Gulfood 2022: UAE F&B companies working on ways to ease consumer food bills

Dubai: Food traders and retailers in the UAE have a challenge: how can they control food prices? And if they have to raise the prices of their products, how do they ensure that this will not harm consumers?

Because food prices around the world are rising, with the food price index – from the Food and Agriculture Organization of the United Nations – slowly approaching the all-time high of 2011 Inflationary pressures are again showing up in the prices of major food items, be it rice or milk, or any other food item that ends up on supermarket shelves and restaurant tables. Another big worry is the steady rise in tensions on the Russian-Ukrainian border, which could push oil even higher.

These undercurrents in the global food sector will be a talking point at the opening of Gulfood 2022 in Dubai, creating a platform for F&B companies to explore new opportunities in the UAE and the region around the world. wider.

“The recent surge in the UN food index is putting a strain on household budgets, said Sudhakar Tomar, chairman of the India – Middle India East Agro Trade Industry & Investment Forum, which helps fund Agritech startups. “Products tracked by the gauge are found in most grocery items.

At the moment, global food production is struggling to keep up with demand as demand recovers after Covid.

– Sudhakar Tomar

This can already be seen at the local level, in what consumers have to pay and in the performance of F&B businesses. Agthia, the Abu Dhabi-based food company, noted that rising fuel and supply costs had some impact on 2021 results.

Retailers adapt

At Al Adil Group, a retailer specializing in Indian spices and other food essentials, Dr. Dhananjay Datar, Chairman and Managing Director, has his work cut out for him.

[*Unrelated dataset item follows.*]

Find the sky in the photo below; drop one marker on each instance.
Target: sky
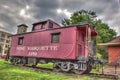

“As a business, we can’t always absorb rising costs,” Datar said. “But then we have various measures that allow us to optimize additional food costs without having to pass them on in full to our buyers.”

“There are two key aspects that help us control rising costs. Our growing scale of operations helps us purchase in greater volume. And our cash reserves give us the added leverage of vendor discounts on a cash advance or prompt payments we make. This helps us negotiate better – and mitigate the higher cost of food shipments. »


Bulk purchases and cash advance payments have helped Al Adil better negotiate and reduce the impact of high food costs on consumers.
Image Credit: Gulf News Archive

Aftershocks of COVID-19?

During the worst of the global trade and shipping problems after COVID-19 hit in 2020, food prices did not rise immediately that year. The situation early last year, however, was different. Delays were apparent in getting essential foodstuffs from factories to ports and further afield to world markets – and this was affecting their prices.

Over the past six months, rising fuel costs have started to impact what the consumer has to pay for their daily needs. Amid higher inflation across all categories, those related to food also had their part to play.

“A dry season damaged South American soybean fields, while labor shortages and export limitations pushed edible oil prices to new highs,” Tomar said. “The market is also alarmed by grain supplies from the Black Sea due to the prospect of war on the Ukrainian border.”